Time for a new entry in this data series for the just-discovered 49th M-prime. Using the classic B-smoothness and the L2-smoothness measures I define in post #32 we have

p = 74207281: p - 1 = 2^4.3.5.7.44171. (For comparison, p + 1 = 2.107.346763).

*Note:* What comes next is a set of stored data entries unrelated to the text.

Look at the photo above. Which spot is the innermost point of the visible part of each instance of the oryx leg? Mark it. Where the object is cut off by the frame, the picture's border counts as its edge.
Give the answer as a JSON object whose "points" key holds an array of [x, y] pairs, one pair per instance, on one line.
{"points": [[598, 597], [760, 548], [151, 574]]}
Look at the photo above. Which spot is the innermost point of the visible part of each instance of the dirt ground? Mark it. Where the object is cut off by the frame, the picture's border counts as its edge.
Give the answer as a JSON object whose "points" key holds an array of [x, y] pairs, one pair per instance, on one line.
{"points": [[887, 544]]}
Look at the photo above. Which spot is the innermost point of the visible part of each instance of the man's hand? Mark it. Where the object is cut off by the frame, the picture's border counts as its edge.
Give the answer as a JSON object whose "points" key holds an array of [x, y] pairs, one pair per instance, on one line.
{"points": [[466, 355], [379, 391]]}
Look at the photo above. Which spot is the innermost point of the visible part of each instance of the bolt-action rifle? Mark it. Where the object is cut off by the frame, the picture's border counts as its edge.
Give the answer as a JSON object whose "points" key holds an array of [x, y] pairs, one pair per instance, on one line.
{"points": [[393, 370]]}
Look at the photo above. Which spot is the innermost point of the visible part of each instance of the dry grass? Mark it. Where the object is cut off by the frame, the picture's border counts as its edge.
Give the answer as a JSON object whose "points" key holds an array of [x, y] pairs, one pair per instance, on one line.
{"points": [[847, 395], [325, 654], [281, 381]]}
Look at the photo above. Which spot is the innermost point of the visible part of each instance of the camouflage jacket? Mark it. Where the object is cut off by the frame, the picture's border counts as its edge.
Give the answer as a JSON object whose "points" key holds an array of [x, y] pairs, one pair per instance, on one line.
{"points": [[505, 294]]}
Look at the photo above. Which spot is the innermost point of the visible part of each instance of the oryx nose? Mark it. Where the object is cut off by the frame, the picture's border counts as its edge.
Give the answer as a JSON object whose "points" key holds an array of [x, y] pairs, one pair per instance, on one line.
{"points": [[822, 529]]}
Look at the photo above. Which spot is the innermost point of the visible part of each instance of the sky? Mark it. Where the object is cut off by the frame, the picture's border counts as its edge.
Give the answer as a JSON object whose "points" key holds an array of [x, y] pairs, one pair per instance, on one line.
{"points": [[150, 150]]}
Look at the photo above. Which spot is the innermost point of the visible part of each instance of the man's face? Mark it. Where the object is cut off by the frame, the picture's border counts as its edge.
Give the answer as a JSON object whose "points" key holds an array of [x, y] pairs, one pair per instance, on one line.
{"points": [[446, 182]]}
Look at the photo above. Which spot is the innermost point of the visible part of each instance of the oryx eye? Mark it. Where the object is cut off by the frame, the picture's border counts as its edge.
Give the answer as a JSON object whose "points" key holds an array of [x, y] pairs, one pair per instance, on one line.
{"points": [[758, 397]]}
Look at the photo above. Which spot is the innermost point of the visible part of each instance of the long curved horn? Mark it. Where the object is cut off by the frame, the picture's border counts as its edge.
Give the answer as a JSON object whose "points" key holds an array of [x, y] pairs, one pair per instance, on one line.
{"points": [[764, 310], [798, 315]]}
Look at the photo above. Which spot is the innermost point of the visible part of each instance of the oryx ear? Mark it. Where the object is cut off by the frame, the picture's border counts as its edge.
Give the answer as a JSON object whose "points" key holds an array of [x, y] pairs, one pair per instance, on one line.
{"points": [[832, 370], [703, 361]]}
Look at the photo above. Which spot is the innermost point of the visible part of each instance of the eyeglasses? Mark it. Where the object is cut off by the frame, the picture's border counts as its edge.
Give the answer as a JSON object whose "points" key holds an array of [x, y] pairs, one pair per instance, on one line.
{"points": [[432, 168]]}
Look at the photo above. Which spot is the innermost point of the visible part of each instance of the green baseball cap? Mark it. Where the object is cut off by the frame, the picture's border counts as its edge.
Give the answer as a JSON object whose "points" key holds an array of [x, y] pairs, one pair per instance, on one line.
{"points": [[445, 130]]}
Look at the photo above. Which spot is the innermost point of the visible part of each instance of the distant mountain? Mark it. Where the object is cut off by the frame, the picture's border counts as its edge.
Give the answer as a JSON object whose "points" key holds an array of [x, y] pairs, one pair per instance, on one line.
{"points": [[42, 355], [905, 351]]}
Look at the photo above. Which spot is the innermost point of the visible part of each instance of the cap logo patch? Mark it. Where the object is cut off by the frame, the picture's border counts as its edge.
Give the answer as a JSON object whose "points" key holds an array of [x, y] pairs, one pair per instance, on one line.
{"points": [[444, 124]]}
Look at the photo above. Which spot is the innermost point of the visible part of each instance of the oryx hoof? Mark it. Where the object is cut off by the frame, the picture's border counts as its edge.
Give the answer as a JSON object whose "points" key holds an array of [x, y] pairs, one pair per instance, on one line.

Compared to a sample of over 1000 of its peers (primes in [p-10^4, p+10^4]; cf. attachment #2),

B -smoothness: 74207281 is 574 of 1146, percentile = 50.00

L2-smoothness: 74207281 is 180 of 1146, percentile = 84.38

Since B-smoothness only cares about the largest prime factor - here 44171 is ~60% the size of 74207280, logarithmically speaking - we land smack in the middle of the sample according to that metric. L2-smoothness includes all the factors, so there the small factors boost the resulting percentile.

-------------------

Further: With a view towards large-exponent asymptotics I did various best-fit experiments, starting with the full 49-point 'knowns' dataset and truncating various chunks at the low end. Here x is the index of the M(p) (in size-sorted order rather than by discovery date, obviously) and y = log2(p). As my comment notes, the final sample of just the largest 9 M(p)s leads to a big shift in the fit-line:

Code:

[1] Least-squares of full 49-point dataset gives slope = 0.5465, y-intercept = 1.1208
[2] Omitting 10 smallest M(p): Sample size = 39, xavg = 30.0000, yavg = 17.6238
Least-squares omitting 10 smallest M(p) gives slope = 0.5252, y-intercept = 1.8685
[3] Omitting 20 smallest M(p): Sample size = 29, xavg = 35.0000, yavg = 20.2390
Least-squares omitting 20 smallest M(p) gives slope = 0.5240, y-intercept = 1.8977
[4] Omitting 30 smallest M(p): Sample size = 19, xavg = 40.0000, yavg = 23.0612
Least-squares omitting 30 smallest M(p) gives slope = 0.4351, y-intercept = 5.6575
[5] Omitting 40 smallest M(p): Sample size = 9, xavg = 45.0000, yavg = 25.1945
Least-squares omitting 40 smallest M(p) gives slope = 0.1895, y-intercept = 16.6660 <*** Holy crap! ***

Using the 5 distinct regressions to predict both the 49th and the 50th M-prime we get a wide range of estimates:

Code:

E.g. using bc -l:
l2 = l(2)
a = 0.1895; b = 16.6660
x=49;lgp=a*x+b;e(lgp*l2)
x=50;lgp=a*x+b;e(lgp*l2)
[1] p49 ~= 250337642; p50 ~= 365627666
[2] p49 ~= 203901903; p50 ~= 293441972
[3] p49 ~= 199761040; p50 ~= 287243698
[4] p49 ~= 132131573; p50 ~= 178642487
[5] p49 ~= 64890322; p50 ~= 73998875

Attachment #1 has the above in graphical form - clearly, omitting the smallest 40 M(p) gives much too small a statistical sample to take seriously in the viewed-at-large sense, but it is rather striking how the most recent 10 M(p) line up quite neatly on a very different trendline.

Serge Batalov comments:

That is indeed what I (re)posted as a riddle (from David Eddy) in the Ooops forum for the users to chew on.

9 heads = 9 times the ratio is below expected geometric mean ratio of 1.48...

Hence the odd slope for the last 10 known primes.

It still doesn't challenge the confidence interval based on all known primes to include the Wagstaff slope.